Denote this sphere by $S(\mathbf c)$ and note that since the code can correct single errors, $S(\mathbf c)$ and $S(\mathbf c^\prime)$ must be disjoint if $\mathbf c \neq \mathbf c^\prime$. Thus, we have accounted for $8\times 16 = 128 = 2^7$ binary vectors, that is, these $16$ (disjoint) Hamming spheres of radius $1$ collectively constitute the entire set of binary vectors of length $7$. Now, any received vector $\mathbf r$ must lie in one of these spheres, and if it is at distance $2$ or more from the transmitted codeword $\mathbf c$, it is necessarily in some $S(\mathbf c^\prime)$ for $\mathbf c^\prime \neq \mathbf c$ and thus will be decoded into $\mathbf c^\prime$, that is, the decoding will be in error. In other words, two or more errors cannot be corrected by the $(7,4)$ Hamming code.

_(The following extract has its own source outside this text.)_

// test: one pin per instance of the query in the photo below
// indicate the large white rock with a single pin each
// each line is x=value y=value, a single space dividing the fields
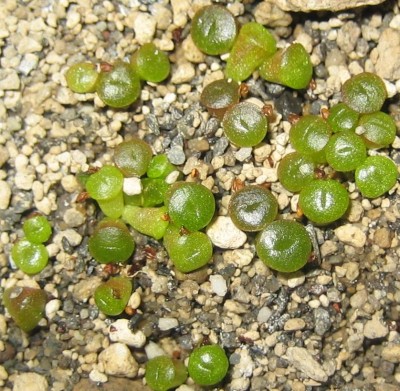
x=315 y=5
x=117 y=360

More generally, the $(2^n-1, 2^n-1-n)$ Hamming code has $1 + 2^n-1 = 2^n$ vectors in each of the $2^{2^n-1-n}$ disjoint Hamming spheres of radius $1$ centered at the codewords, and these spheres collectively constitute the entire set of $2^{2^n-1}$ binary vectors of length $2^n-1$, and the above argument applies to the general case as well.